Everything revolves around government in T&T. The Public Service in T&T is increasingly run by mediocre, pension-minded individuals more interested in their positions, monthly paycheques and clocking in on time, than driving the country forward with new ideas and policies. New ideas and policies need new people, that means young people and our young people are largely not coming back or leaving us. They are fed up of the old fogey firewalls and the lack of opportunity. So much of the incompetence in the public sector is explained by this.

Wasn’t always so, ent? Time was when the young and bright rushed into government, at least until Dr Williams began the process of eliminating anyone who posed a perceived threat to him.

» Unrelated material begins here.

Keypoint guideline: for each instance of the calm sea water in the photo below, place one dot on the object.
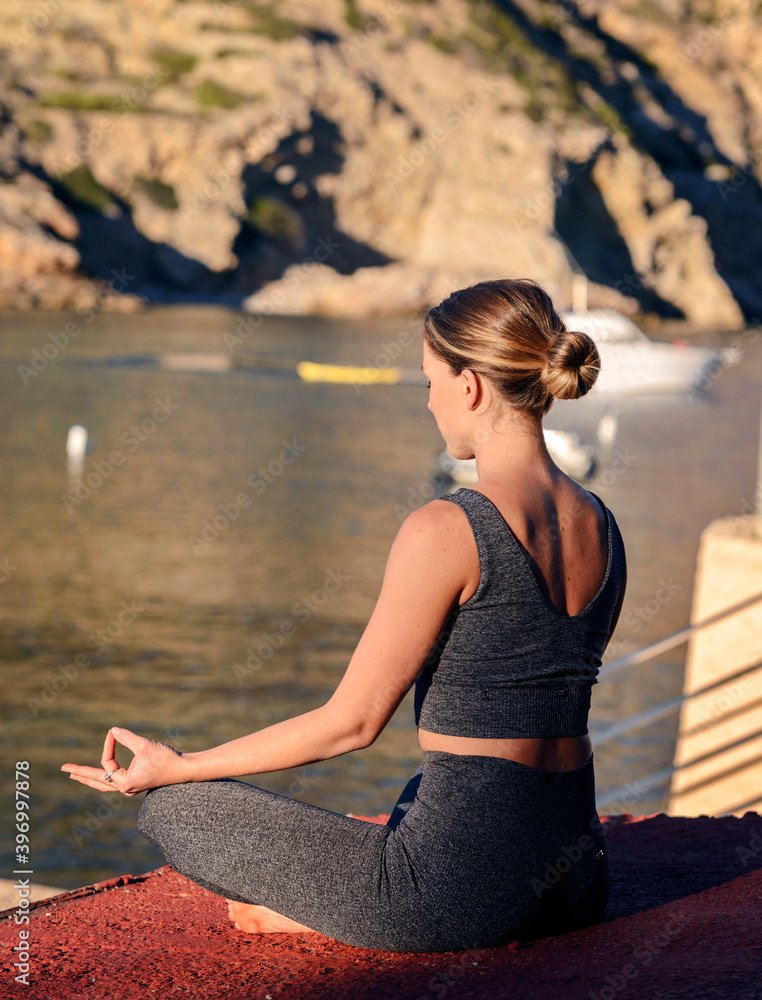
(237, 506)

A similar situation has occurred with the present Cabinet whose idea of government seems to be waiting for the price of oil and gas to go up, while taxing anything in sight and making noise in London about the English returning the Windrush generation to Jamaica, whilst “voluntary repatriating” asylum-seeking Venezuelans to their blighted country.

Charity begins at home but I suppose it’s difficult for anyone with the mentality of a British governor to understand that. Much easier to go to the “mother country” and gallery about a popular and just cause, but what about fixing T&T first? Deal with your local problems man, and we have a problem with our young, bright professionals leaving.

This week a friend of mine is off to Yale where his grandson is graduating with a PhD in computer sciences. You think he is coming back to T&T?